Summary: | 碩士 === 國立臺灣大學 === 臨床醫學研究所 === 101 === Introduction
Studies on frailty attract more and more attentions in the field of geriatric medicine. Fried (2001) tried to set up the operational definition on frailty as having 3 or more of the following conditions: unintended weight loss, exhaustion, weakness,low walk speed and low activity. Current clinical researches on frailty are nearly based on this definition.
Previous studies tend to focus on epidemiological analyses, the relationships of frailty and life quality, rate of institutionalization, morbidity and mortality. On biomarkers analyses, some studies indicate frailty is associated with C-reactive protein (CRP) and interleukin-6 (IL-6). However, researches of molecular biology on frailty are relatively sparse.

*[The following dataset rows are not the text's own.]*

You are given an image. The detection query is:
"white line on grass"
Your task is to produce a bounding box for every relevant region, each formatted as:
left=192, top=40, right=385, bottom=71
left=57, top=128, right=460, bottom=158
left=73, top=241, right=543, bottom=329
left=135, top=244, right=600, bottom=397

Metabolic syndrome is defined as having 3 or more of the following conditions: central obesity, hypertension, hyperglycemia, hypertriglyceridemia, low level of high-density lipoprotein. It is related to multiple chronic diseases. Aging maybe plays an important role on metabolic syndrome.
Researches between frailty, metabolic syndrome and related biomarkers in Taiwanese population are relatively scarce. We try to design a research to observe the
epidemiologic distributions on frailty and metabolic syndrome and their correlations to aging biomarkers from community- dwelling old adults in the north of Taiwan.
Materials and methods
This is a cross-sectional, observational study. Old adults with ages 65 and above who lived in the community were recruited. Basic demography, health condition,
physical activities were reviewed by structured questionnaire, 20ml peripheral blood was collected. Extract DNA from white blood cell, using quantitative polymerase chain reaction (qPCR) measure the telomere length. Extract RNA, reverse to cDNA, using p16 as a probe to perform qPCR to measure p16 mRNA expression level. Serum myostatin and follistatin level were also measured by ELISA kit.
Results
165 old adults were recruited. 75 were men(45.5%), 90 were women(54.5%); age was 75.8±7.7 on average. 6 men (8.0%) and 10 women (11.1%) were frail. Prevalence of frailty was 9.7%. 17 men (22.6%) and 26 women (28.8%) had metabolic syndrome. Prevalence of metabolic syndrome was 26.1%.
Chronic diseases, hemoglobin, p16mRNA expression levels were significant different between categories of frailty numbers. White blood cell (WBC) counts was significant different between categories of numbers of metabolic syndrome ( p<0.001). Telomere length, serum level of follistatin and myostation revealed no significant difference between categories of frailty and metabolic syndrome analyses.
Numbers of frailty was positive correlated to p16mRNA expression levels (p=0.025), but negative correlated to hemoglobin (p=0.01). This findings also revealed on linear regression model analyses.
Numbers of metabolic syndrome was positive correlated to WBC counts, p16mRNA expression levels. However, on linear regression model, p16mRNA expression levels was not associated to numbers of metabolic syndrome. The significant difference also diminished on logistic regression model analyses. Only WBC counts was positively correlated to numbers of metabolic syndrome. On logistic regression model, higher levels of WBC counts increased risk to metabolic syndrome (OR=1.59, 95% confidence interval=1.14-2.22, p=0.006).
Discussion
The prevalence of frailty in this study was higher than it was in the U.S. Although this is a single center study, we used objective tools to measure grip strength and walking speed to fit Fried’s definition avoiding subject measurements in previous researches in Taiwan.
Chronic diseases including bio-psycho-social aspects between each categories were significant differences on frailty analyses. It was supported that not only physical but mental condition will contribute to the severity of frailty. Some variables were associated with numbers of frailty, but this association was not sustained on frailty versus non-fraitly analyses. The same condition was found on metabolic syndrome analyses. It was suspected that different cutpoint on frailty and metabolic syndrome definition had different results.
This study try to link objective physical activity measurement and potential aging biomarkers; however, maybe the sample sizes were limited, the results were not significant. Since the definition of frailty was focused on clinical observation including bio-psycho-social aspects; it was difficult to use a single biomarker to explain the whole picture. Comparing to frailty, metabolic syndrome was a cluster of objective measurement regarding definite low-grade inflammatory disease, the biomarker of inflammation such as WBC counts was supposed to be higher in the populations with metabolic syndrome.
Conclusion
In this study, the prevalence of frailty and metabolic syndrome was 9.7% and 26.1% respectively. Numbers of frailty was positive correlated to age, stroke histoy, cognitive impairment, p16mRNA expression levels; but negative correlated to hemoglobin. The significant correlation was not existed on frailty versus non-frailty analyses. Metabolic syndrome was positive correlated to stroke history and WBC counts.